In today’s data-driven world, the success of various ventures – from business to scientific discovery – depends on their ability to gather large amounts of data, then quickly and efficiently process those massive datasets to find meaningful insights.
With FasTensor, researchers in the Lawrence Berkeley National Laboratory’s (Berkeley Lab’s) Scientific Data Management Group developed an open source tool to help its users efficiently process and analyze their massive datasets. In their new book User-Defined Tensor Data Analysis, the team provides an introduction and user guide for anyone interested in using their programming model to analyze complex simulation data or experimental data.
In this Q+A, the FasTensor team, including Bin Dong, Kesheng “John” Wu, and Suren Byna, discuss what sets their tool apart from the competition.
What is FasTensor? How will it impact scientific discovery?
FasTensor is a generic programming model for big data analyses with user-defined operations. It exploits the structural locality in multidimensional arrays to automate file operations, data partitioning, communication, parallel execution, and other common data management operations.
This tool increases scientific productivity by allowing researchers to easily run custom data analysis operations on large arrays with the world’s most powerful supercomputers. FasTensor automatically takes care of the complex underlying data management and data movement tasks using efficient parallel I/O methods.
Running analysis operations on large multidimensional data structures is an essential part of the scientific process to extract meaningful insights. Some of the significant scientific breakthroughs of the last decade, such as the first detection of the Higgs boson particle at CERN or the first spotting of colliding neutron stars by the LIGO collaboration, were achieved with this kind of data analysis. Thus, as scientific discoveries become more data-intensive, the FasTensor can help reduce the burden of scientists in handling low-level and complex data management tasks.
Arrays appear in nearly every computer program. But in science, arrays are often extremely large and multidimensional. As scientists define their custom analysis operations, data management systems – like FasTensor, Apache Spark, or MapReduce – will distribute these large arrays onto high performance computers (HPC) without user involvement, which greatly improves user productivity. With FasTensor, user-defined functions may express data-analysis operations from simple aggregation operations to advanced machine learning pipelines.
What makes FasTensor different from other data analysis systems?
Many existing data management systems, like Apache Spark or MapReduce, share the same data parallel and functional approach that we use, but their design is not well suited for scientific applications. MapReduce and Spark are fundamentally based on Key-Value (KV) data structure, which doesn’t match the multidimensional array that is dominant in scientific data. Due to this mismatch, data analysis operations, like convolution, could take a lot longer to execute with these other systems.
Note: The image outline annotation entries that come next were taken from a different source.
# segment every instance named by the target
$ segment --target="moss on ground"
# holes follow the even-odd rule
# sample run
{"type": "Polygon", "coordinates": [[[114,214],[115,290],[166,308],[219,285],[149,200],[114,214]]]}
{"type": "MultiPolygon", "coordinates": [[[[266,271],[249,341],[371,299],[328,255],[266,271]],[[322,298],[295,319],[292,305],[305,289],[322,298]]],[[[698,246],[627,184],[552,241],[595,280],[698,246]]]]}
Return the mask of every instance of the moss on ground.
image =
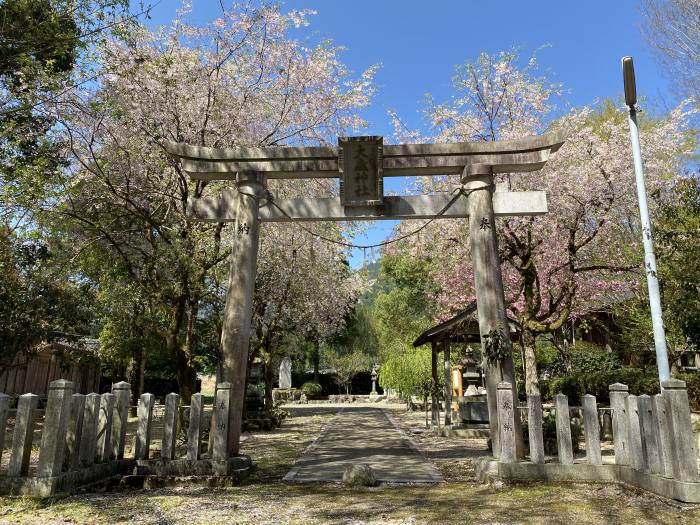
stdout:
{"type": "MultiPolygon", "coordinates": [[[[330,411],[299,410],[282,429],[249,436],[242,449],[253,457],[257,470],[239,487],[120,490],[44,500],[0,498],[0,523],[700,524],[698,506],[617,485],[495,488],[456,476],[431,486],[283,483],[281,477],[331,416],[330,411]]],[[[460,464],[466,468],[469,461],[460,464]]]]}

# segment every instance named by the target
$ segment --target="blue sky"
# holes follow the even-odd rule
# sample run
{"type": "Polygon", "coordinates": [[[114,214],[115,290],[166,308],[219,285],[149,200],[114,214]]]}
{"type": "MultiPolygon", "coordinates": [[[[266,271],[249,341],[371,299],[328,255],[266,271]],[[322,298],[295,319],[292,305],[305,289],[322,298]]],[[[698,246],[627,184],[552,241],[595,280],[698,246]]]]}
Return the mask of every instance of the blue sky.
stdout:
{"type": "MultiPolygon", "coordinates": [[[[190,19],[205,23],[221,12],[218,0],[192,0],[190,19]]],[[[230,5],[230,1],[224,1],[230,5]]],[[[671,107],[674,98],[663,70],[653,61],[640,35],[639,2],[630,0],[567,1],[458,1],[433,0],[288,0],[288,9],[312,9],[311,25],[299,34],[310,43],[331,39],[346,50],[343,59],[360,73],[380,63],[377,95],[363,116],[368,128],[362,134],[390,137],[387,116],[395,109],[411,127],[423,122],[420,109],[426,93],[438,101],[452,95],[454,67],[479,53],[519,48],[524,57],[543,45],[540,68],[550,79],[563,83],[565,102],[592,104],[622,93],[620,59],[632,55],[637,90],[648,105],[671,107]]],[[[179,2],[162,0],[151,25],[167,24],[179,2]]],[[[400,187],[387,185],[387,191],[400,187]]],[[[392,223],[372,223],[360,244],[376,243],[391,233],[392,223]]],[[[362,264],[362,252],[352,264],[362,264]]]]}

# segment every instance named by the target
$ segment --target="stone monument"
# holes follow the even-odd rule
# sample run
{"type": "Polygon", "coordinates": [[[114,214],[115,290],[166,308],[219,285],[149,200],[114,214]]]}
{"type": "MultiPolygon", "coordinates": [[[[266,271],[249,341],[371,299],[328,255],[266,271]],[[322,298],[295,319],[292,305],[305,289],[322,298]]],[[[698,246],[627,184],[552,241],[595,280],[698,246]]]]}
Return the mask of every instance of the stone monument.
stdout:
{"type": "Polygon", "coordinates": [[[289,357],[280,363],[280,390],[292,388],[292,360],[289,357]]]}

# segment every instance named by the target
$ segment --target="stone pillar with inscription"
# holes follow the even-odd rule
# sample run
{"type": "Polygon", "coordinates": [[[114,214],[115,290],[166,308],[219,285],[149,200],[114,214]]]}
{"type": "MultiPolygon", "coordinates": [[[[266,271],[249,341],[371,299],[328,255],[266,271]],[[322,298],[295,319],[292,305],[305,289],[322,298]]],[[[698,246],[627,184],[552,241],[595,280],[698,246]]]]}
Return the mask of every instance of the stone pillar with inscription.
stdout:
{"type": "MultiPolygon", "coordinates": [[[[469,241],[471,243],[472,265],[474,269],[474,289],[476,290],[476,307],[479,317],[479,333],[481,345],[484,347],[484,336],[492,330],[500,330],[503,341],[508,345],[508,357],[500,364],[493,365],[484,359],[486,372],[486,393],[489,409],[489,427],[491,433],[491,450],[498,457],[501,447],[499,444],[499,421],[496,403],[496,392],[501,381],[510,383],[513,399],[518,399],[513,367],[512,344],[510,330],[506,317],[505,299],[503,296],[503,277],[498,257],[496,240],[496,224],[493,213],[492,195],[494,190],[492,168],[485,164],[473,164],[464,168],[462,184],[469,193],[469,241]]],[[[520,430],[518,410],[513,410],[513,428],[517,456],[523,457],[523,438],[520,430]]]]}
{"type": "MultiPolygon", "coordinates": [[[[258,264],[260,222],[258,206],[265,195],[265,177],[257,172],[236,175],[238,196],[228,293],[221,330],[222,379],[231,383],[228,452],[238,454],[241,440],[248,347],[253,318],[255,270],[258,264]]],[[[218,421],[217,421],[218,423],[218,421]]]]}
Because FasTensor is directly defined and executed on the multidimensional array, it is orders of magnitude faster than its competitors. Our tool is designed to work in parallel on a supercomputer and can handle terabyte data-analysis tasks. When it comes to scientific data analysis, we compared a variety of tools and found that FasTensor is a thousand times faster than Apache Spark and 38% faster than the highly optimized code in TensorFlow. It also has wide applications in image data analysis and mesh data analysis tasks from physical simulations and other fields. We explain how the FasTensor achieved these performance advantages over Spark and other systems in this book. We also provide step-by-step instructions for any user to do so in their applications. We also provide detailed examples of using FasTensor on data analysis operations on Distributed Acoustic Sensing (DAS) and Plasma Physics datasets.
Why did you choose to publish your book about FasTensor now?
FasTensor is the next iteration of our ArrayUDF software, and it is timely now because the HPC field is on the verge of a big transformation.
Over the past decade, rapid advancements in machine learning contributed to the rise of heterogeneous HPC systems with CPU processors and acceleration provided by GPUs (graphic processing units) and an associated heterogeneous programming model that relies on tensors. Tensors, which are essentially multidimensional arrays, are so fundamental to machine learning that Google even included it in the name of its flagship machine learning library, “TensorFlow.” TensorFlow is just a machine learning library, but FasTensor has more broad applications than machine learning.
As scientists increasingly rely on machine learning and HPC to analyze the vast amounts of data generated by experiments and simulations, they need a tool built specifically with their data-analysis needs in mind. That tool is FasTensor, and our book is an instruction and reference manual for using this tool.
We would add that FasTensor and our book are timely now because the U.S. Department of Energy (DOE) will be launching the nation’s first exascale supercomputer for science research this year. With a heterogeneous architecture of both CPUs and GPUs, the Frontier system will be able to perform 1.5 quintillion calculations per second, about 1,000 times faster than today’s petascale supercomputers. As we enter the exascale era of HPC and the golden age of machine learning for science, access to open-source analysis tools like FasTesnor will become especially important for scientific discovery.
The FasTensor tool was developed with support from the U.S. Department of Energy’s Office of Advanced Scientific Computing Research.